Historically, fashionable companies can somehow defy economic headwind as they have brand power. Consumers interested in luxury goods are also more affluent. Comparing Coach's peer performance can tell us whether Coach is especially weak last year.  The selected peers are based on COH's proxy statement.

Comparable store sales YoY%


Apparently, COH's peers had been through some slowdown in the fourth quarter. A few companies recorded positive same store sales, like GPS, LTD. AEO and ANF saw sharp slowdown. But for high-end luxury brands, like TIF and GES, SSS was negative.  

However, we have seen an upstart, Michael Kors. And there's no secret that Michael Kors is seen as the biggest threat to Coach. Both companies offer nearly the same products. Prices are also alike. And right now, Michael Kors is gaining Coach's market. Women are talking about Michael Kors is selling the hottest handbags and Coach is losing its design edge.

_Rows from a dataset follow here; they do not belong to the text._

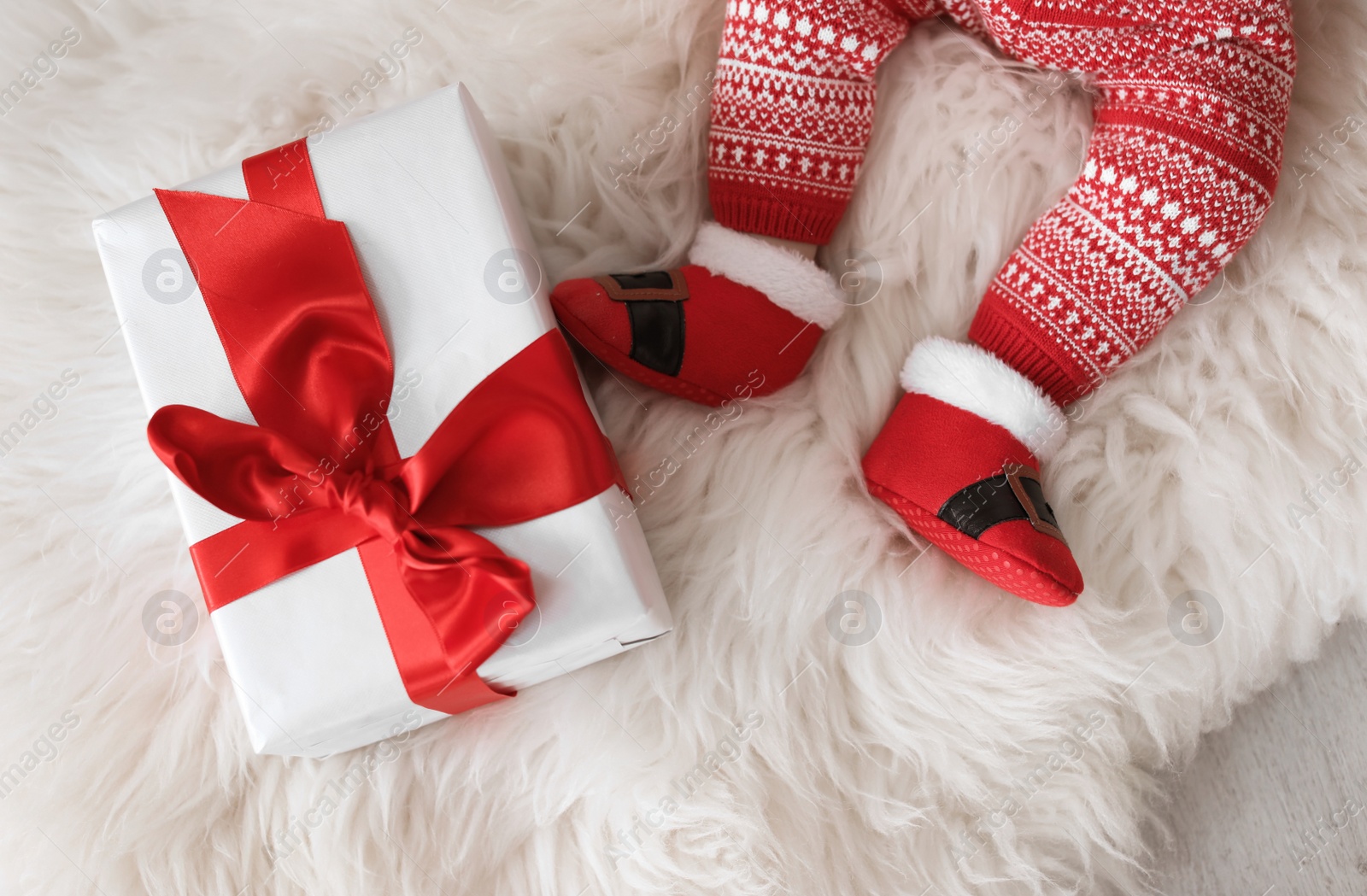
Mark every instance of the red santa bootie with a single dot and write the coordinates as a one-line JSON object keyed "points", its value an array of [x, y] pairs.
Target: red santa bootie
{"points": [[959, 460], [742, 319]]}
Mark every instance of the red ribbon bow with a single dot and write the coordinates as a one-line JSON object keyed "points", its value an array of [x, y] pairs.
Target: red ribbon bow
{"points": [[320, 471]]}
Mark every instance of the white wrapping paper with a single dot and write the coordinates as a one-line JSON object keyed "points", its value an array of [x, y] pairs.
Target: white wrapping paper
{"points": [[453, 272]]}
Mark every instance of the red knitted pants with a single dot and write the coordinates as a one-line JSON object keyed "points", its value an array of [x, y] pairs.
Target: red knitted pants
{"points": [[1180, 168]]}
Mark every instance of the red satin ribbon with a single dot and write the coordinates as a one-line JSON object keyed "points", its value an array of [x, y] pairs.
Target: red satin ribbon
{"points": [[320, 471]]}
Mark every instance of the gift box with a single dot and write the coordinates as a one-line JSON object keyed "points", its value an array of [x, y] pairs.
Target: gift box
{"points": [[400, 501]]}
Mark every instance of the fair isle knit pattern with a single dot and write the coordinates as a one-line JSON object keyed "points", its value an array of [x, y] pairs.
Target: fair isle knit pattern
{"points": [[1182, 166]]}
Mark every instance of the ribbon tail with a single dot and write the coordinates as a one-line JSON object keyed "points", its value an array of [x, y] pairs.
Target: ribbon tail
{"points": [[462, 597]]}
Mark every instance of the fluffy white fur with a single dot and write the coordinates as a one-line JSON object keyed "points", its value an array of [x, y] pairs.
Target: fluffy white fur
{"points": [[872, 763], [977, 381], [790, 282]]}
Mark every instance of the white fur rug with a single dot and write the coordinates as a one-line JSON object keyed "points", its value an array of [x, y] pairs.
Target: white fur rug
{"points": [[977, 745]]}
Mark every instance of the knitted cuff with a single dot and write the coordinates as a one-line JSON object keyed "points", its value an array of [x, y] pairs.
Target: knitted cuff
{"points": [[1002, 331], [783, 214]]}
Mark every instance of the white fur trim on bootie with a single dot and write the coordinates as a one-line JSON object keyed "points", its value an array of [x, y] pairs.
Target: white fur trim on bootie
{"points": [[977, 381], [790, 282]]}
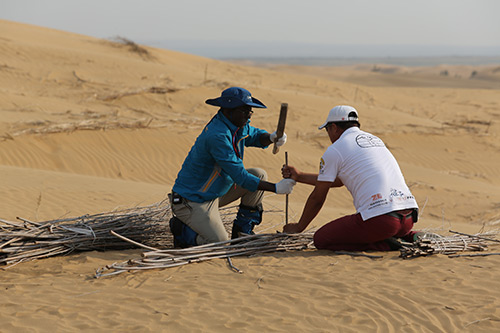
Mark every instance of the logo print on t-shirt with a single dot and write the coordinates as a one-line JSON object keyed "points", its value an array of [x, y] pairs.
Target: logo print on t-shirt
{"points": [[369, 141]]}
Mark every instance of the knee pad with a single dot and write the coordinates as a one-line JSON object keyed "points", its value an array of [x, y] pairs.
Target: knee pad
{"points": [[246, 219], [184, 236]]}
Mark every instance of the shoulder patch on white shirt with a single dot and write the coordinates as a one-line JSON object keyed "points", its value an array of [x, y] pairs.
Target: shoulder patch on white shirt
{"points": [[321, 166], [369, 141]]}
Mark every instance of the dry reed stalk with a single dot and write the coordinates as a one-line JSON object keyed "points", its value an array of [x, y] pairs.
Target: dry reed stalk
{"points": [[243, 246], [33, 240], [449, 245]]}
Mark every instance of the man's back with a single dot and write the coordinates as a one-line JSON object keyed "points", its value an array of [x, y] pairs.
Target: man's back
{"points": [[369, 171]]}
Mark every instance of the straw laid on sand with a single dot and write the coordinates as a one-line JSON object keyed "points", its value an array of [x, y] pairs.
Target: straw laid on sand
{"points": [[28, 240], [458, 242], [247, 245]]}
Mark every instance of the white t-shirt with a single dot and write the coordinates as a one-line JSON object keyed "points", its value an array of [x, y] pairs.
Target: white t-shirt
{"points": [[369, 171]]}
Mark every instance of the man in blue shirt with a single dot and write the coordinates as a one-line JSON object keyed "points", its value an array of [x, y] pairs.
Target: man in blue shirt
{"points": [[213, 174]]}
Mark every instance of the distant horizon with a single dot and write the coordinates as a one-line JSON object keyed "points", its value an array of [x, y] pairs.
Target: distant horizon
{"points": [[308, 53]]}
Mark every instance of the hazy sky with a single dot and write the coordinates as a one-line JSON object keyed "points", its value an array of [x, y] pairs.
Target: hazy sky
{"points": [[466, 24]]}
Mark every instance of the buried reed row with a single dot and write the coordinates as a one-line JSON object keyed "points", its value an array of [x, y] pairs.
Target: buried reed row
{"points": [[147, 227], [27, 240]]}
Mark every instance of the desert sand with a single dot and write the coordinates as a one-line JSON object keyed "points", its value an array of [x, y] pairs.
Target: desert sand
{"points": [[90, 125]]}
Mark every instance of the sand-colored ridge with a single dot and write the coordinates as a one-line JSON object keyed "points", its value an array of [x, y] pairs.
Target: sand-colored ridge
{"points": [[89, 125]]}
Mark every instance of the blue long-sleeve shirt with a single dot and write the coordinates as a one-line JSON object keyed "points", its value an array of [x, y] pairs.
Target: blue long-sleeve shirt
{"points": [[215, 162]]}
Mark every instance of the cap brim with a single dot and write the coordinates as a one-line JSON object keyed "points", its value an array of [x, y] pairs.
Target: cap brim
{"points": [[231, 103], [256, 104]]}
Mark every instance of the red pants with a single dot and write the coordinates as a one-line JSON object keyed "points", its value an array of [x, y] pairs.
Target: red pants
{"points": [[351, 233]]}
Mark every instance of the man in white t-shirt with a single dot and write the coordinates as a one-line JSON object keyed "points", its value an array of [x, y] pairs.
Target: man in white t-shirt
{"points": [[360, 161]]}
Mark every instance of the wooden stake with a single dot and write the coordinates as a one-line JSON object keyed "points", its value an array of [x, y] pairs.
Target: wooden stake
{"points": [[286, 197]]}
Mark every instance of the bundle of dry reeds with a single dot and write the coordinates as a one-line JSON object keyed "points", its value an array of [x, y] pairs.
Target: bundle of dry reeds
{"points": [[244, 246], [27, 240], [452, 244]]}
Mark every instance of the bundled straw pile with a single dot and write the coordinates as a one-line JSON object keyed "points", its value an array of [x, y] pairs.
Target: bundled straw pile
{"points": [[458, 242], [28, 240], [248, 245]]}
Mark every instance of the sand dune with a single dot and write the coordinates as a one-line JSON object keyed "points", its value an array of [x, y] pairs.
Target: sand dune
{"points": [[89, 125]]}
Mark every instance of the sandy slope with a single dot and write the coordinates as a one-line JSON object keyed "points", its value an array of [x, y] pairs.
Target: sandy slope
{"points": [[88, 125]]}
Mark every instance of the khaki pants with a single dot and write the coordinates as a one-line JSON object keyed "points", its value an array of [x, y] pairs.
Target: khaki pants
{"points": [[204, 218]]}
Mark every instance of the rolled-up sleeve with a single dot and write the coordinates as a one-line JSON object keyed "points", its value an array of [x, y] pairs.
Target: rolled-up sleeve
{"points": [[253, 139]]}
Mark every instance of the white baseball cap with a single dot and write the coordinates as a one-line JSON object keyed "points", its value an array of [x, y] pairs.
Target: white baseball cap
{"points": [[341, 113]]}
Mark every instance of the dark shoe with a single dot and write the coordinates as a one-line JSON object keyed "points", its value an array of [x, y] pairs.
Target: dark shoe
{"points": [[394, 243]]}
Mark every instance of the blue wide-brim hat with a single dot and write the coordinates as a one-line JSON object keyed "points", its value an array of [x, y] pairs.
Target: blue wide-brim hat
{"points": [[235, 96]]}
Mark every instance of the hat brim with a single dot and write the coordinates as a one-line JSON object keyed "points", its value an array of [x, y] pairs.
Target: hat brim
{"points": [[232, 102], [323, 126]]}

Michael Kors is definitely the threat to Coach. But is it the threat that Coach can not deal with? I don't think so. Even if in North America, Coach is losing its customers to Michael Kors. I think this is normal for a emerging player in the market. And don't forget that Coach has also been hot before. With branding power, Coach has some customer base. Furthermore, Coach has a much higher brand awareness and footage in Asia. Coach is an established brand in Asia while Michael Kors is still in the early stage. Coach is still growing in emerging markets, where people's purchasing power is expected to grow further.

When I start to study COH, it traded at around 13x TTM EPS and 11.5x Fwd EPS. On 4/10, COH jumped 2.57% to 51.21, a fairly-valued price. This price is not depressed price. But you pay a fair price for a company with established brand, competitive management, friendly-to-shareholders policy, and expanding emerging-market business. This is not a bad deal and lower price will make me more excited to buy.

Disclosure: I am holding the long position of COH and will buy more if the price goes lower.